Confused you say? Finance Minister, Paul Martin, and his boss, the Prime Minister, Jean Chretien, were at odds virtually from the beginning of their relationship in the Liberal Party and in the Parliament of Canada. Chretien, "le p'tit gars de Shawinigan", felt both inferior to, and challenged by Martin, the multi-millionaire President of Canada Steamship Lines who's father had been a star Cabinet Minister for Lester B. Pearson and pretender to the Party's leadership throne until the upstart, Pierre Trudeau left him dangling in the wind. There's a lot of history there, all of it political. In politics things frequently get dirty.
Jean Chretien has never forgiven Paul Martin for engineering his Prime Ministerial demise and subsequently launching the Gomery Inquiry into the Quebec sponsorship scandal as a post script to his legacy. Chretien paid Martin back in kind when his appointee, RCMP Commissioner, the imperial Giuliano Zaccardelli, issued a December 28, 2005 News Release confirming that the National Police Force was targeting Liberal Party insiders for illegal stock market transactions in the government's Income Trust debacle. Paul Martin's Liberals, leading in the midst of a snap election, lost nearly 20% of public support virtually overnight and handed victory to Stephen Harper's Conservatives on January 23, 2006. Game set and match!
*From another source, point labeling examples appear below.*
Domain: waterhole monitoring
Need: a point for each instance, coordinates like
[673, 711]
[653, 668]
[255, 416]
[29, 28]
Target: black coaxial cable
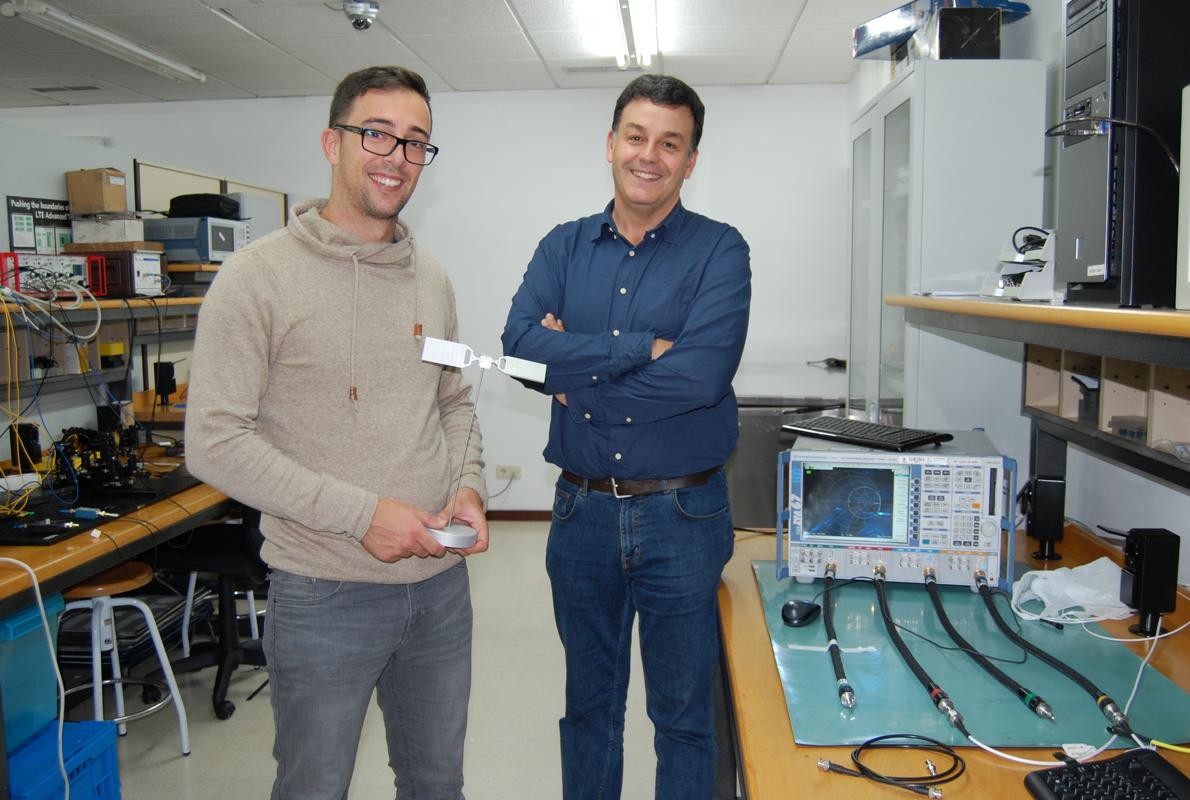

To close the loop permanently...Harper dumped Zaccardelli less than a year later over his mishandling of the Maher Arar Affair...I digress.
Thus at the November 2006 Liberal Party Convention in Montreal, Liberals in the Chretien camp of old anointed their front runner candidate, the former Ontario NDP Premier Bob Rae, whilst the Paul Martin camp trotted-out their star candidate, Michael Ignatieff. More than two years later most can't still quite figure out just how the Toronto based candidate, Gerard Kennedy, was made to withdraw and throw his support behind Stephane Dion...It matters not. That too is politics and Dion who had avoided being drawn directly into the Chretien/Martin squabbles during his 10 year tenure in the House of Commons became the compromise, some might now say "compromised" Leader of the Party. The fog of your confusion is now lifted, right?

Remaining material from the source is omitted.